90% of the data generated in the next decade will be unstructured yet most of today’s databases are built to handle structured data. NoSQL provides one alternative.
By Troy Cogburn – Trace3 Contributor
What is NoSQL?
NoSQL (Not only SQL) is an emerging open-source database approach that uses a schema-less design and distributed architectures with built-in horizontal scalability and fault tolerance. This makes it ideal for today’s large data volumes, high velocity, and wide variety of data types, AKA Big Data. NoSQL databases come in several different flavors:
- Columnar – like Cassandra and HBase
- Key-value Store – Redis, Riak, and Aerospike
- Graph – Neo4J, Objectivity
- Document Store – MongoDB and Couchbase
With more people and devices being connected to the internet, the amount of data being created is on the rise. In today’s market structured data (predefined tabular data organized in rows and columns) is growing linearly, while unstructured data (text, log files, click streams, blogs, tweets, audio and video) is growing exponentially. This indicates that the “scale-up” model of traditional databases, like RDBMS, will struggle to handle this Big Data, while NoSQL will just “scale-out” with predictable performance. Need to scale your Big Data? Just add another commodity server.

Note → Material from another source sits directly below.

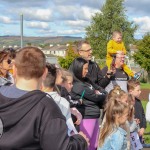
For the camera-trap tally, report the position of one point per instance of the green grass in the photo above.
(145, 86)
(146, 137)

Another compelling driver for NoSQL adoption is its cost when compared with RDBMS alternatives.
One could argue that open-source RDBMS systems are a cheap, but even a free structured database like MySQL requires costly DBA labor to manage and operate. NoSQL solutions require some installation and configuration, but after that they need only minimal administration. Being open-source, NoSQL requires an enterprise support provider, but even with this overhead, they remain significantly cheaper that their RDBMS cousins.
A NoSQL Example – Cassandra
Cassandra is a columnar store NoSQL database based on Google’s BigTable and Amazon’s Dynamo projects and originally developed by Facebook for their peer-to-peer network, becoming an Apache open-source project 2009. Cassandra is extremely scalable. It uses a master-less design with no single points of failure and supports redundancy across multiple data centers and/or clouds. Its distributed storage spreads data across a swarm of commodity servers providing massive throughput and very high availability. This makes it ideal for Big Data stores, online transaction processing, online web retail, social media and write intensive applications.
Several well-known companies have adopted Cassandra. Netflix migrated from Oracle to Datastax’s Cassandra in 2010 and now stores 95% of their data on it. Companies like Nutanix are using open-source Cassandra as an embedded database while Ebay is using Datastax Cassandra as the backbone for their fraud detection infrastructure. Other adopters include Instagram, Cisco, Adobe, Hulu, Rackspace, Microsoft, and GitHub.
When NoSQL? When RDBMS?
While enterprises are eying NoSQL due to runaway structured database costs and ballooning Big Data, RDBMS still remains the best solution for most of today’s “Traditional Business Data”. If a system requires full ACID (Atomicity, Consistency, Isolation, Durability) compliance and solid referential integrity, which guarantees transactions are reliable, then a traditional RDBMS database is likely called for. On the other hand, if a Big Data solution is required then NoSQL is the ticket. NoSQL provides high availability and scalable performance for high throughput systems. While these are only rules of thumb, generally this is the pattern in which enterprises are finding the most value.
Where from here?
Even though in the next decade most data will be unstructured this doesn’t mean that RDBMS systems are on their way out. Big Data will find a home in NoSQL databases while Traditional Business Data will remain in RDBMS solutions.